Bad attitudes to stop listening to or do they have a point?

I am a 27 year old female who has been out of college for a few years and has been considering med school. I keep trying to talk to as many doctors as I can and so many discourage me- “you’re older, med school is hard, med school is a lot of money, you should consider PA school or optometry or nursing, etc.” A big driver for me to go to med school is to work with those with substance use disorder. I grew up in a household with a parent who abused drugs, and I have done a lot of recovery work. I volunteer with an advocacy group and I also volunteer as a doula and hopefully will get a crisis text line position. I know I need more clinical experience, but right now a goal of mine would be to help prevent, treat, and advocate for those with substance use disorder, and I think getting medical degree would be the best option to give me the expert-level knowledge to do so. I feel like it my civic duty to help those with addiction.

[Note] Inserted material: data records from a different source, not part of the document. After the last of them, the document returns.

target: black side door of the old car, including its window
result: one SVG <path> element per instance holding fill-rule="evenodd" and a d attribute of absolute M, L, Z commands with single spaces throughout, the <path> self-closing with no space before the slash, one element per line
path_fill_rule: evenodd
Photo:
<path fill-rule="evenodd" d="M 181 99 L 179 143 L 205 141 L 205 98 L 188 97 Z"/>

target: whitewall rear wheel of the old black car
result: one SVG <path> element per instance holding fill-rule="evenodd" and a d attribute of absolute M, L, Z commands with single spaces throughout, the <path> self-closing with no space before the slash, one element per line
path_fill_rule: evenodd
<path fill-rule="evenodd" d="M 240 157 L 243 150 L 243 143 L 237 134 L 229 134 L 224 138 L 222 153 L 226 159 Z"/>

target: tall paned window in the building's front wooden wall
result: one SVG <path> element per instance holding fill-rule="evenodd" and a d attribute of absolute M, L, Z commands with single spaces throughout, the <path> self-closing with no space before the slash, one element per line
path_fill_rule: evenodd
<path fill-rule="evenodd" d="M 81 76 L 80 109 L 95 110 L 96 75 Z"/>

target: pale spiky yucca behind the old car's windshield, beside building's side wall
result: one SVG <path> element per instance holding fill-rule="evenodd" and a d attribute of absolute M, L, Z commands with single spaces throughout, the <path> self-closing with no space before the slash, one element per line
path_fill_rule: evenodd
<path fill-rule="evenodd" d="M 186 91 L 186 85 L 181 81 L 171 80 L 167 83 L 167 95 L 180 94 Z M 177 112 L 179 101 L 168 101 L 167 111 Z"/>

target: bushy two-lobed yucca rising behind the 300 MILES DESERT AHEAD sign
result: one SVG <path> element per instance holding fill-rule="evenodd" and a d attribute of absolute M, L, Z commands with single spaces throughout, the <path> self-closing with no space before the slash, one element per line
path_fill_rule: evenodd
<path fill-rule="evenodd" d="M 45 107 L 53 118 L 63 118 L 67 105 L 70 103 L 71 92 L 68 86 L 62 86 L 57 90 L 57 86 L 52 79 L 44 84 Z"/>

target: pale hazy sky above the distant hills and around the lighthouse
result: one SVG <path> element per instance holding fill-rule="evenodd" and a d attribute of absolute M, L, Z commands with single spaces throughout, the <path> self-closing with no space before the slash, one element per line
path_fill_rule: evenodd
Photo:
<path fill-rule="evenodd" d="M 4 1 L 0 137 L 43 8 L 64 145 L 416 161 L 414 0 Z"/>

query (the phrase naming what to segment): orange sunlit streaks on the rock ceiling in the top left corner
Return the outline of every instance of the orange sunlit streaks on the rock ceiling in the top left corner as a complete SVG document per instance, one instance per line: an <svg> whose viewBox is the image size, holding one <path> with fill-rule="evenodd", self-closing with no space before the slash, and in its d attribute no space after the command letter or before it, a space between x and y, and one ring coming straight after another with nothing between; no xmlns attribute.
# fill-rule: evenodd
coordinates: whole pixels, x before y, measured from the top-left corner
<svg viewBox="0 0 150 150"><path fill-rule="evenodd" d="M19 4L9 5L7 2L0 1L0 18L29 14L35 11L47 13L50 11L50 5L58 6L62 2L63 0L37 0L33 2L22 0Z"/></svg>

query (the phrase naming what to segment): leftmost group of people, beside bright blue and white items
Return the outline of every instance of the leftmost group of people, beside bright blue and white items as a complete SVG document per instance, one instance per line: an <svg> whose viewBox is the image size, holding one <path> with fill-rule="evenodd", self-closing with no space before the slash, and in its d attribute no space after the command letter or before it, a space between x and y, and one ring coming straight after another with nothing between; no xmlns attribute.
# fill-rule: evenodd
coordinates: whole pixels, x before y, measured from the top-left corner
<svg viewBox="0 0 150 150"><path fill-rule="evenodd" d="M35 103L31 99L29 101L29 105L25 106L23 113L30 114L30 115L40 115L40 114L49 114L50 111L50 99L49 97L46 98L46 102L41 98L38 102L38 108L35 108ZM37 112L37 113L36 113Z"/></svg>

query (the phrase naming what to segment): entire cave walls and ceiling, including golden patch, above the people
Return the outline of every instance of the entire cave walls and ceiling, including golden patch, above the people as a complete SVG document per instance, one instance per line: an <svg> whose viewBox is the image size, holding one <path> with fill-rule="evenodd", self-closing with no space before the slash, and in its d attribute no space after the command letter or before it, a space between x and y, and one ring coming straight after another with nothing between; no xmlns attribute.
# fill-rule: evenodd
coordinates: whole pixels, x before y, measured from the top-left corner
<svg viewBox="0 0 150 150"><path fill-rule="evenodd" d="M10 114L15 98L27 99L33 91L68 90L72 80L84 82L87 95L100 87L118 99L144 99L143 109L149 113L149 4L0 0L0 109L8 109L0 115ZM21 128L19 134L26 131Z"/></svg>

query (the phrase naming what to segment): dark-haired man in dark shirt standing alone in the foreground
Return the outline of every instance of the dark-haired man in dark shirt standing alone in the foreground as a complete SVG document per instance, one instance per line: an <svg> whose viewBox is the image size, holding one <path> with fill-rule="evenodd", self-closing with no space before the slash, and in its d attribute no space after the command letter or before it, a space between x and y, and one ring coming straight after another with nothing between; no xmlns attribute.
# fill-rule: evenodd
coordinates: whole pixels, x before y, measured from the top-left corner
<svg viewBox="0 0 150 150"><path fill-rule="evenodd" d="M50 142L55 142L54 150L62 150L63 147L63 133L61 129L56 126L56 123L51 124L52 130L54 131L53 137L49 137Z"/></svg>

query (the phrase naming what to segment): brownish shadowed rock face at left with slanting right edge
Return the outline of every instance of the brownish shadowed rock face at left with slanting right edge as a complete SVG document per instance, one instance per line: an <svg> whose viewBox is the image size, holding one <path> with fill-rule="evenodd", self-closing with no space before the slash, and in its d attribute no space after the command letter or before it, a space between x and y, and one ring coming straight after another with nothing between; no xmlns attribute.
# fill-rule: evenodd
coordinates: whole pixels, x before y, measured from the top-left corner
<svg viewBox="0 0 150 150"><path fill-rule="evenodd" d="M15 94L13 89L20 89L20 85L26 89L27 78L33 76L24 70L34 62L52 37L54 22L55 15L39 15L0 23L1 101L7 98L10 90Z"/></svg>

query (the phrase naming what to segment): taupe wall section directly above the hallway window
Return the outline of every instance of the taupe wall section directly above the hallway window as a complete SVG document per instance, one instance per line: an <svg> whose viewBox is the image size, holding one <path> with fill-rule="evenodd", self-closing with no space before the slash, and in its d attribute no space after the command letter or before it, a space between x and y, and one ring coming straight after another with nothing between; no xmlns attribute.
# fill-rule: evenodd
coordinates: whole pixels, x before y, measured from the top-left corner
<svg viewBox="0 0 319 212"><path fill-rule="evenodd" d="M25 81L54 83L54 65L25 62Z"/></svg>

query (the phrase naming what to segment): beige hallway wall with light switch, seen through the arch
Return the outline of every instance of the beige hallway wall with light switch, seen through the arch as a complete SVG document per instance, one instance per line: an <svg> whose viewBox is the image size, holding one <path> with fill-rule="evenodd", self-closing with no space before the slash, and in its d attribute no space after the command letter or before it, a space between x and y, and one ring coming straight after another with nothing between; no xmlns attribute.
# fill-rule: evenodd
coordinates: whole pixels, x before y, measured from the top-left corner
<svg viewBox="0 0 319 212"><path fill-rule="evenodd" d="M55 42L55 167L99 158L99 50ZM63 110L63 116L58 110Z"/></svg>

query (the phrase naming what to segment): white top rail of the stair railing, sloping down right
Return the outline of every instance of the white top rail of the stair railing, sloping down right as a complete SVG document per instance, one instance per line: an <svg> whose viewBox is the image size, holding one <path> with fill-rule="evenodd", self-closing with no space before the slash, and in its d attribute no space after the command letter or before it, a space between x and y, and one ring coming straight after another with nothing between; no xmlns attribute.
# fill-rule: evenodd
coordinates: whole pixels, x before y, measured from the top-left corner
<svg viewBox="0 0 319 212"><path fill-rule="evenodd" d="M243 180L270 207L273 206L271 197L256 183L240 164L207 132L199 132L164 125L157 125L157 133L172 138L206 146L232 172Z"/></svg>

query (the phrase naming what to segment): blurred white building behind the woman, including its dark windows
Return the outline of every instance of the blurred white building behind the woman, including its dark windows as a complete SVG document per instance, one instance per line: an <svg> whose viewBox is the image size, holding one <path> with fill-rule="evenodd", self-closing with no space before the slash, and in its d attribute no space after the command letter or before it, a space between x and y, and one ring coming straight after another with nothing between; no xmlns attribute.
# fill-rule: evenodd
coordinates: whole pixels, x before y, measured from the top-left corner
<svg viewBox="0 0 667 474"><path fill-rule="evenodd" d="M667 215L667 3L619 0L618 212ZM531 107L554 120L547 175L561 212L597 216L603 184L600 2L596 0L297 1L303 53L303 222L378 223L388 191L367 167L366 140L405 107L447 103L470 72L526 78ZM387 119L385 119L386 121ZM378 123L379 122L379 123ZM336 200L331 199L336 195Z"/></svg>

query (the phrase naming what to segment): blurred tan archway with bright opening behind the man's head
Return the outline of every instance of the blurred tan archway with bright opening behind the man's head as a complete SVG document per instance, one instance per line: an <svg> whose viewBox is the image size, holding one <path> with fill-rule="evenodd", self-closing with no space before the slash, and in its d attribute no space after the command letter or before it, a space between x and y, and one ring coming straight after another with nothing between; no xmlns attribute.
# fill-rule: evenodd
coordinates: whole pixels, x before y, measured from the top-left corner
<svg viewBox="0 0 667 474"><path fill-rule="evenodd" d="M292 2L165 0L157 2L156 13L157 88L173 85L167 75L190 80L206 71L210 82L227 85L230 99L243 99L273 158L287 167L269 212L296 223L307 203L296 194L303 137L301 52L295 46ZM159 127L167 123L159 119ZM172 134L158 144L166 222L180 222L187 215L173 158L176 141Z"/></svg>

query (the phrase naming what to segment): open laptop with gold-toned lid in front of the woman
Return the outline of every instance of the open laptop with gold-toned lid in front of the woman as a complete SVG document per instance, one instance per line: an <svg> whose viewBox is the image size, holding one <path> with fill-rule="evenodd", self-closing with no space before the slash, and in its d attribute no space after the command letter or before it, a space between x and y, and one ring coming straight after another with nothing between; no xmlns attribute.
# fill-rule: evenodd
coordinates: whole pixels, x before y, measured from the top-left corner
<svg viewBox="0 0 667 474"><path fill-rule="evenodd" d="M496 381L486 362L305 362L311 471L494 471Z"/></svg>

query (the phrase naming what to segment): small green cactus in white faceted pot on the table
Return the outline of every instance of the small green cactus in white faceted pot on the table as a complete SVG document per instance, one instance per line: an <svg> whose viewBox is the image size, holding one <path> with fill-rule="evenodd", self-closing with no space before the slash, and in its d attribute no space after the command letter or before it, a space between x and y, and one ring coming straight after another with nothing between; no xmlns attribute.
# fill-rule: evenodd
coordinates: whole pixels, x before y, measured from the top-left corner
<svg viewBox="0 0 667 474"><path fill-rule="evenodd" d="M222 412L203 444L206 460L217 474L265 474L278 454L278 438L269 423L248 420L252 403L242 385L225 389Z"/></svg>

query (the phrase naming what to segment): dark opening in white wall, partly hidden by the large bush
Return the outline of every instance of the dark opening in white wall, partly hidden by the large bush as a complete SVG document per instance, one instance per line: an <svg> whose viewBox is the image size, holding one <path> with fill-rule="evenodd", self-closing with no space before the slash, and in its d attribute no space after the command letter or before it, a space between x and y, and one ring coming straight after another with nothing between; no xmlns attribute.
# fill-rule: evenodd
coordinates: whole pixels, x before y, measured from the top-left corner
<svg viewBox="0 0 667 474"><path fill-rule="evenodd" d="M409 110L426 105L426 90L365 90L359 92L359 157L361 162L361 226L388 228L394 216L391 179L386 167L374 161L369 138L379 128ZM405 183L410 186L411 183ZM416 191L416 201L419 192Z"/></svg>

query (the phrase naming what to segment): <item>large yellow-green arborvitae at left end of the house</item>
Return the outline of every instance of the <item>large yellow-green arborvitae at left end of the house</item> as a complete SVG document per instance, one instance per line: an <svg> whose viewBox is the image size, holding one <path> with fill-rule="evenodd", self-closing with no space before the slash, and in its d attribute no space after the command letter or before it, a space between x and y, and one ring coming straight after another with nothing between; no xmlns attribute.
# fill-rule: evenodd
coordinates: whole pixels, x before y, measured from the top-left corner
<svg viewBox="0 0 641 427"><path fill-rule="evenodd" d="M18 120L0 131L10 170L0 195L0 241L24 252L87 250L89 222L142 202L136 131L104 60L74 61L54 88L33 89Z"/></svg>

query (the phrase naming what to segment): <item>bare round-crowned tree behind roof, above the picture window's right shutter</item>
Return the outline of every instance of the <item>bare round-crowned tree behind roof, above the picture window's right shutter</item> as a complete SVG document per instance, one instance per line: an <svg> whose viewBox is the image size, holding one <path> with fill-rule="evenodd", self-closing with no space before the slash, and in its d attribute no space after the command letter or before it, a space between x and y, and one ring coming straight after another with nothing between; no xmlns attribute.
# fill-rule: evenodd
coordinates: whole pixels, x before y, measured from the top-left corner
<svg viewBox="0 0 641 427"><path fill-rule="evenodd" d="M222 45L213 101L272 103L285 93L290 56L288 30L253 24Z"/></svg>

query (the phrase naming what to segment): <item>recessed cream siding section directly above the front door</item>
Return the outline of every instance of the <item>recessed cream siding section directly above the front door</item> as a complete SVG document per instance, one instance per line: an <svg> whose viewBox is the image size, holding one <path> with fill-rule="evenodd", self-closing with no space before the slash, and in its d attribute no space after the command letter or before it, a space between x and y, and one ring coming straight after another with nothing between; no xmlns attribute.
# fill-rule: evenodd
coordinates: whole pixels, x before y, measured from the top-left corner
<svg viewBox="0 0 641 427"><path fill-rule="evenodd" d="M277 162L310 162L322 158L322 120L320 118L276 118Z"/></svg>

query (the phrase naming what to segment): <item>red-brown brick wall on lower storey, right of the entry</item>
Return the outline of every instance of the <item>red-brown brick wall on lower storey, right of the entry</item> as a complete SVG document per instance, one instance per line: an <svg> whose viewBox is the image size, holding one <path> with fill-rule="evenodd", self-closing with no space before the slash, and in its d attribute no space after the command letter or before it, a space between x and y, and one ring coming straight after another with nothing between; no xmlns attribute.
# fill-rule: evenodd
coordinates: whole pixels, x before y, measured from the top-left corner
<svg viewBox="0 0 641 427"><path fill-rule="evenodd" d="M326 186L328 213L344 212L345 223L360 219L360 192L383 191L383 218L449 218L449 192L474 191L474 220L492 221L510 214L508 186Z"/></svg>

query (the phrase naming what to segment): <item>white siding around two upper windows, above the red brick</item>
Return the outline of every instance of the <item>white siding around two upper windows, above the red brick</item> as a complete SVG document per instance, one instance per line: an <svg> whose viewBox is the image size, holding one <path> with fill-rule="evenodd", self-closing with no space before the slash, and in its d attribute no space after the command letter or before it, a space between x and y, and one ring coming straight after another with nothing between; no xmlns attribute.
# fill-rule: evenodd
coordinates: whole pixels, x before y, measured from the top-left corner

However, I keep running into people who tell me not to do it. Am I just talking to people with bad attitudes? The discouragement is upsetting, to be honest. I understand that med school is hard and a lot of money, but what else would I do with my time that would be worth it? I don’t think spending the money to go back to school to pursue a career I’m half-interested would be a good idea. I’ve talked to doctors who have mentioned mental health issues and competition as reasons to avoid medicine. I’ve overcome my own mental health issues and I feel like I’ve gotten to a place where I have the tools to keep myself healthy. Just because I struggled with something in the past doesn’t mean I’m going to in the future. I grew up in a TERRIBLY traumatizing environment that I had zero control over. I just don’t see how going to med school can be worse than that? If I REALLY hate it, I can can drop out. Yes, there are major consequences, but I’m not longer a powerless child.

In my heart, I feel like going to med school is the right decision for me, but the discouragement is making me second-guess myself. Do they have a point? Or should I just ignore?